All this leaves Marcus extremely skeptical of the notion, publicly seized upon by President Trump in his announcement of an “AI Action Plan,” that there is a race to build AI out there to be won.
“The winner of the race with China is not going to be the person that builds the larger LLM,” he said. “Nobody’s going to get a lasting advantage there.”
But somebody who discovers “something that is genuinely new” might be able to make that great leap forward. And in a conversation after the talk, Marcus suggested that Trump’s attacks on science increased the odds that this somebody would be working in China: “It’s probably not going to be the country that’s decimating its scientific institutions.”
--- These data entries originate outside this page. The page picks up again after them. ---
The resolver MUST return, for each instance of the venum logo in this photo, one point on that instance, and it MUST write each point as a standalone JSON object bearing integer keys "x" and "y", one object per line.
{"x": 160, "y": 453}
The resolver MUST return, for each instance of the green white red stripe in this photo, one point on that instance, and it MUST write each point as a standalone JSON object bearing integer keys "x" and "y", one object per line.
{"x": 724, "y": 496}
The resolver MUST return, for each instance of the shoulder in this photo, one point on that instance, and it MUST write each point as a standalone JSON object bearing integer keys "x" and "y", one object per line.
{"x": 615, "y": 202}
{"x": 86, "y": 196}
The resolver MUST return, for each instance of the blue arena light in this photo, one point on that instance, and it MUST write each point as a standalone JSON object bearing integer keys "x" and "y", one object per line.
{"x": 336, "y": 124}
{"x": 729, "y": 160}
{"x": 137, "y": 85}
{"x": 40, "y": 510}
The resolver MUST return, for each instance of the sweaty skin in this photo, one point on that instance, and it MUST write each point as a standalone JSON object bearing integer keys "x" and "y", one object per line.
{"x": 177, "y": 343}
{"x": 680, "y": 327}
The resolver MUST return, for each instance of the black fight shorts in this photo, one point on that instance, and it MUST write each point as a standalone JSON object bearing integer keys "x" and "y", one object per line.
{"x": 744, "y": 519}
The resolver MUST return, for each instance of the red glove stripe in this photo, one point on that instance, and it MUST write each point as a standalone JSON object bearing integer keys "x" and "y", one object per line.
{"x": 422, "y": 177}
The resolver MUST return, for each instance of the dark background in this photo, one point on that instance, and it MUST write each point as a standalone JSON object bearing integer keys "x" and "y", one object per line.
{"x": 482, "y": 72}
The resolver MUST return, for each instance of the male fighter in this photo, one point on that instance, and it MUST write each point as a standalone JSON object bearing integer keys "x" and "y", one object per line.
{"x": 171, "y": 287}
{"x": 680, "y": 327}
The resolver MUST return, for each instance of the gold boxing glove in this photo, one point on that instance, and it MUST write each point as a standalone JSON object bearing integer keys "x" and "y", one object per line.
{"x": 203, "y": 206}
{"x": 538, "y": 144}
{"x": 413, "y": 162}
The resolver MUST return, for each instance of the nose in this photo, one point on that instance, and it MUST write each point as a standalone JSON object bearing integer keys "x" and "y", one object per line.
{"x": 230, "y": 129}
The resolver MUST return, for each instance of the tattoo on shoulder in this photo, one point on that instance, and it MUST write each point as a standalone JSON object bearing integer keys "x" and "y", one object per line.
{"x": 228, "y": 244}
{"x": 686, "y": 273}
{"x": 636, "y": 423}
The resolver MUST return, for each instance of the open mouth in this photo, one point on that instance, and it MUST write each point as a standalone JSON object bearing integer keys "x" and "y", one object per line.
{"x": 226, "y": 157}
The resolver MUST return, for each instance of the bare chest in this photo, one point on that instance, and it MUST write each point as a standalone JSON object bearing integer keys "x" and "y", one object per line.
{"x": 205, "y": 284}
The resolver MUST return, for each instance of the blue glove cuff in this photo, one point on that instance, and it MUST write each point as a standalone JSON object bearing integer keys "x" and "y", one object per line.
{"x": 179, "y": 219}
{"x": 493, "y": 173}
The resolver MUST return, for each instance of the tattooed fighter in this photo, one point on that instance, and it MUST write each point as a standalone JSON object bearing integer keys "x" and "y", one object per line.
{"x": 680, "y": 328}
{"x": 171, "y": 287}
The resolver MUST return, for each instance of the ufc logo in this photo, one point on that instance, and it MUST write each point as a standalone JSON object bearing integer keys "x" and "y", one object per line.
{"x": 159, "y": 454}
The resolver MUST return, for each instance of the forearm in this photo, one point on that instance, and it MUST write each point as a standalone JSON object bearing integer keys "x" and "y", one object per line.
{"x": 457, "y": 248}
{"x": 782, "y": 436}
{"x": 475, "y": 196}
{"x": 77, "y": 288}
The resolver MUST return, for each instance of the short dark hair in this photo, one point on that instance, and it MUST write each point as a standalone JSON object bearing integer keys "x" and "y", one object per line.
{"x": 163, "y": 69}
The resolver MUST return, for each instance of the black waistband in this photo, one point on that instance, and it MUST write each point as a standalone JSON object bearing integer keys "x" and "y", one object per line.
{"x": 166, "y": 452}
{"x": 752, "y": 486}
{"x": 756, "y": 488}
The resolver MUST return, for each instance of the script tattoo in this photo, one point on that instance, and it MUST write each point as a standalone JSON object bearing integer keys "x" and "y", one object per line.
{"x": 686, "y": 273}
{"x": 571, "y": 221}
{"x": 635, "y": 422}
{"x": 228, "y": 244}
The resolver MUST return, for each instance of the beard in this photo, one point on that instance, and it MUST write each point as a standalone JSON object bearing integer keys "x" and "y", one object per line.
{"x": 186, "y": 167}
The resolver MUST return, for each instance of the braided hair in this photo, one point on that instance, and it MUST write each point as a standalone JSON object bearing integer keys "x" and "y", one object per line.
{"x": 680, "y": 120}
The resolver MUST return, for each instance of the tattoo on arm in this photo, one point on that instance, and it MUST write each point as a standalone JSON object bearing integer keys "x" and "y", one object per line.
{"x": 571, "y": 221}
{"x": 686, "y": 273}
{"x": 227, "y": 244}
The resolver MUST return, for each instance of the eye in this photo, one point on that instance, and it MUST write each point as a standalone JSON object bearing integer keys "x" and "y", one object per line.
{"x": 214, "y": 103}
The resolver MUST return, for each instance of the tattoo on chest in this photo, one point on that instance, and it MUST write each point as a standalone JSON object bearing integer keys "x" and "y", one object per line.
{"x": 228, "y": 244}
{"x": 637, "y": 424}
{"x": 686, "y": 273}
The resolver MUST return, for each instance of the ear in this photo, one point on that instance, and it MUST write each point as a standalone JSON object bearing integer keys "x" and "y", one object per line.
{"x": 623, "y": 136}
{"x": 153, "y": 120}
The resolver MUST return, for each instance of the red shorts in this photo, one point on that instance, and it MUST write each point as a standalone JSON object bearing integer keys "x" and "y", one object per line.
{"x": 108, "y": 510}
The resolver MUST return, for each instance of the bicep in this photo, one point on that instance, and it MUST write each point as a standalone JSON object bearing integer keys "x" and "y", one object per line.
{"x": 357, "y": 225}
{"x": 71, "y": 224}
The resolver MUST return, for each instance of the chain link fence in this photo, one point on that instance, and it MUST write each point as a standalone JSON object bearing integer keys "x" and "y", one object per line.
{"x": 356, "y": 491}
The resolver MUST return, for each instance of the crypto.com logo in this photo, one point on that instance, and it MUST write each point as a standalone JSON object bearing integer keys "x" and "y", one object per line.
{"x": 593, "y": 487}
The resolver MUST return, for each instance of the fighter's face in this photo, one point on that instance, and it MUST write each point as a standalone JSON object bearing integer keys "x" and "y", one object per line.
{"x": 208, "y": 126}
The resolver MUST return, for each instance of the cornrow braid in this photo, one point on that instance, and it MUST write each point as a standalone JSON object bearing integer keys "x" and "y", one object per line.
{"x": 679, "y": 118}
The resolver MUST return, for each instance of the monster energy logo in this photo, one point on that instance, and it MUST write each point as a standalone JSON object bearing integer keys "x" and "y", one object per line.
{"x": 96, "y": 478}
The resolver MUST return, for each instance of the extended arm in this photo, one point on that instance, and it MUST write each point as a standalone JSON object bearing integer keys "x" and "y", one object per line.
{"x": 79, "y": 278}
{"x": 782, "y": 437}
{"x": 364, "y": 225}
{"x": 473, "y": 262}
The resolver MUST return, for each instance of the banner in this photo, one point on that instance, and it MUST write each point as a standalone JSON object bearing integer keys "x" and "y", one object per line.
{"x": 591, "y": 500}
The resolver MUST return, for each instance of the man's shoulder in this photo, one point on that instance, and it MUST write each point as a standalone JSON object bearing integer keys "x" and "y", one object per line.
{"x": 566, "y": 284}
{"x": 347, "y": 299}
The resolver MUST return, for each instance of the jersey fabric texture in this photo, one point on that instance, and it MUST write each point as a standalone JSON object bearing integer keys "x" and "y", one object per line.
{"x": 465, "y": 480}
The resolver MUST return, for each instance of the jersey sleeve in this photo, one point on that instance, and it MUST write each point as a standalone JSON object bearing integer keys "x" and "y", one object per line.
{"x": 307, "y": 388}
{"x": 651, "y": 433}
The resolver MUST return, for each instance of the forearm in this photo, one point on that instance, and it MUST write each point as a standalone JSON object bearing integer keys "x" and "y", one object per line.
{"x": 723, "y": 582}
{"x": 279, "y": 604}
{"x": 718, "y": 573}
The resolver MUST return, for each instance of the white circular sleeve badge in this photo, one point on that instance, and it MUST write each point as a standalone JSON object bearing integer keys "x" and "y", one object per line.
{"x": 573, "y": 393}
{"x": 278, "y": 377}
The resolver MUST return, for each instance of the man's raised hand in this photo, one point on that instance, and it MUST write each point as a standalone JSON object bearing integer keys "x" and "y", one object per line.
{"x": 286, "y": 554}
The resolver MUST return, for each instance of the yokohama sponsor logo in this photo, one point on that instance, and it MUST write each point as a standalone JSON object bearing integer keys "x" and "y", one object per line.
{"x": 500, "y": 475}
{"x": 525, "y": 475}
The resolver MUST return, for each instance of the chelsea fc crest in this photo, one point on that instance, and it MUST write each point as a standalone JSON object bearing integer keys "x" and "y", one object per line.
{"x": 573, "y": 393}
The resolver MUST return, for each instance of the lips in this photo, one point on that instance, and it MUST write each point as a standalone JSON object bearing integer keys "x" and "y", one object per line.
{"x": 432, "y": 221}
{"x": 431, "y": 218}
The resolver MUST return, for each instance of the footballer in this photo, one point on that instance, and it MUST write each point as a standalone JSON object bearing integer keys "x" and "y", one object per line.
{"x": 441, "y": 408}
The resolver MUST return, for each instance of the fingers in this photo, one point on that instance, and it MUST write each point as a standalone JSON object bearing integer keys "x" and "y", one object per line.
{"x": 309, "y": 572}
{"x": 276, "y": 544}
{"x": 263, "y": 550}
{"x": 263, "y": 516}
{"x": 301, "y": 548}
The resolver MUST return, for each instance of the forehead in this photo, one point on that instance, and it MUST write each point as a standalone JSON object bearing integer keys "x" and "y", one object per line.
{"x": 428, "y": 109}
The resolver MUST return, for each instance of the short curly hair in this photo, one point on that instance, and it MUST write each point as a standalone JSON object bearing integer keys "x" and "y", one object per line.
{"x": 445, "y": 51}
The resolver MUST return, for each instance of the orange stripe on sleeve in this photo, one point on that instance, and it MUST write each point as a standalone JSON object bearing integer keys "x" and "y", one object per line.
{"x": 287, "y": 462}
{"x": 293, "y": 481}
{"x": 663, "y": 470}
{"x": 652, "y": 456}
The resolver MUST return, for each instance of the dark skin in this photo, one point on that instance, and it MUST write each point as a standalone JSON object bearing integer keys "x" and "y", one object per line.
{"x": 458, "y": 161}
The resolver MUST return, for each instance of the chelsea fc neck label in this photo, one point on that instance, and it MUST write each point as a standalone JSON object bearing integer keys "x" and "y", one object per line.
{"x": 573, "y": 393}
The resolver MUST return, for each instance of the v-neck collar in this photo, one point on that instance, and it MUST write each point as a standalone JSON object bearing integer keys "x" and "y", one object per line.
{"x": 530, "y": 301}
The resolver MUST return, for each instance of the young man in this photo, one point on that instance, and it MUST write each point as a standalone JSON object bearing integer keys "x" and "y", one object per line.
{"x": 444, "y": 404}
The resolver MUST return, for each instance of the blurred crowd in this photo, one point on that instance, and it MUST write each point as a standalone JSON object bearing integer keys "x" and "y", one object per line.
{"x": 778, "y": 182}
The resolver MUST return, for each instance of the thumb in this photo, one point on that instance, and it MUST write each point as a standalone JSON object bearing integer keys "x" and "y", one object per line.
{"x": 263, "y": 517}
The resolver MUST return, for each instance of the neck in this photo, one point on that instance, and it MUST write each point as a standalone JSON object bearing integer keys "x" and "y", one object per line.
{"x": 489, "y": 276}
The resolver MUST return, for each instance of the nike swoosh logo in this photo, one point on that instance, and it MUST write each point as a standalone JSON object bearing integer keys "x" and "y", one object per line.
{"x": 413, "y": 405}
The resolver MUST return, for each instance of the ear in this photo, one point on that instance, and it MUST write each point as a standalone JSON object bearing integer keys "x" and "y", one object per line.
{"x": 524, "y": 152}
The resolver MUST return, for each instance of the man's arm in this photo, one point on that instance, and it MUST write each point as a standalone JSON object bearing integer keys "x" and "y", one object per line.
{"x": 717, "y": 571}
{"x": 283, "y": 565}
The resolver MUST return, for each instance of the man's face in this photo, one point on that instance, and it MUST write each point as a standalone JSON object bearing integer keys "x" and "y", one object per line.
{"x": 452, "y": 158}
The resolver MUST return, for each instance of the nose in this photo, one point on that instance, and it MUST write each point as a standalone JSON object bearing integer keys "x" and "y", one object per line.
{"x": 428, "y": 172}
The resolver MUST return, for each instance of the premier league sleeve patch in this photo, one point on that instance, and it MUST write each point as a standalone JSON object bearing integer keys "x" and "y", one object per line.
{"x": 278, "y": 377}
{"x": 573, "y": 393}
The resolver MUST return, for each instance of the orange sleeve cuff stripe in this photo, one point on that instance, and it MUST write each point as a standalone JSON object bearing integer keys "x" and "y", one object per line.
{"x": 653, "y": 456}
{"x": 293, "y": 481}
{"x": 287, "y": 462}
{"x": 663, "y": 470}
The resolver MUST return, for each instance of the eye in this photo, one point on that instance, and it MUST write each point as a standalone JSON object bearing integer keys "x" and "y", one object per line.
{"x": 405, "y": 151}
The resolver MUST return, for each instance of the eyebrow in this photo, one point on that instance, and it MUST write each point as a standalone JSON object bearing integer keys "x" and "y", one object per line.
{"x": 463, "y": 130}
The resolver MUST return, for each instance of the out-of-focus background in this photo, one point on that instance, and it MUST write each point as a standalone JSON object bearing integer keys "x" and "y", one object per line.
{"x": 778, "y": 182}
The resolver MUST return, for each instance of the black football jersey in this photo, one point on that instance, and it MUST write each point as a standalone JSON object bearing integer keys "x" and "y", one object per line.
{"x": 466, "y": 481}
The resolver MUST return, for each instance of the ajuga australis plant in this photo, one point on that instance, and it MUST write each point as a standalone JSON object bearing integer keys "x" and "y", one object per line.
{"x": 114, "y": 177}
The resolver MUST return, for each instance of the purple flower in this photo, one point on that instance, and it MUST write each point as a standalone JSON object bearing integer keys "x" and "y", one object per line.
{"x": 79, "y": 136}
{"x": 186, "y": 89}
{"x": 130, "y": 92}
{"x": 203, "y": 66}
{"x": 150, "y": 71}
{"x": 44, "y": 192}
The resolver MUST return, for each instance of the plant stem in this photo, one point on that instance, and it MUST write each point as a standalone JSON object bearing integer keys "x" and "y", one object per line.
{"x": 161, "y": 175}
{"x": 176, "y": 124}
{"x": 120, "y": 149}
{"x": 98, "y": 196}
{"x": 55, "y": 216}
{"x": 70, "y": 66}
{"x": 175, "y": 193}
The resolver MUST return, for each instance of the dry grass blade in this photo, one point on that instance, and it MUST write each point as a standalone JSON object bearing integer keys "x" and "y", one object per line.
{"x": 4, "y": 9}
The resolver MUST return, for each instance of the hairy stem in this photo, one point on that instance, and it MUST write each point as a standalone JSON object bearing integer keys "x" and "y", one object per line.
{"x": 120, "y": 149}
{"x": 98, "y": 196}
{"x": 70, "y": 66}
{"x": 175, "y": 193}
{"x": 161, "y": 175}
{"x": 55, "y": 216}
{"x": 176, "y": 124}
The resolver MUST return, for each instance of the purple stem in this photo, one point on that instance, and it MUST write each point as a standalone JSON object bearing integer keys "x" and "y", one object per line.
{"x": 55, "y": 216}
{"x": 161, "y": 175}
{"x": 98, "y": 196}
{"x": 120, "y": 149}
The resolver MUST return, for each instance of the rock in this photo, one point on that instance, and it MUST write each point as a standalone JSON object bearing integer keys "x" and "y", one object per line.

So what positive potential does Marcus see in this field? He emphasized a point I keep hearing from people working to build AI applications: AI can do its best work when it is not coded to be anybody’s everyday check-in or personal companion and is instead trained to focus on specific, narrow domains and tasks.
Marcus gave the example of the Google subsidiary DeepMind’s AlphaFold, a model that analyzes protein structures for medical research and led to its developers winning a share of the Nobel Prize in chemistry last year.
“It’s not an LLM,” he said. “It’s a purpose-built thing. It doesn’t have all of these security problems. It’s not a chatbot trying to be one size fits all, that does everything.”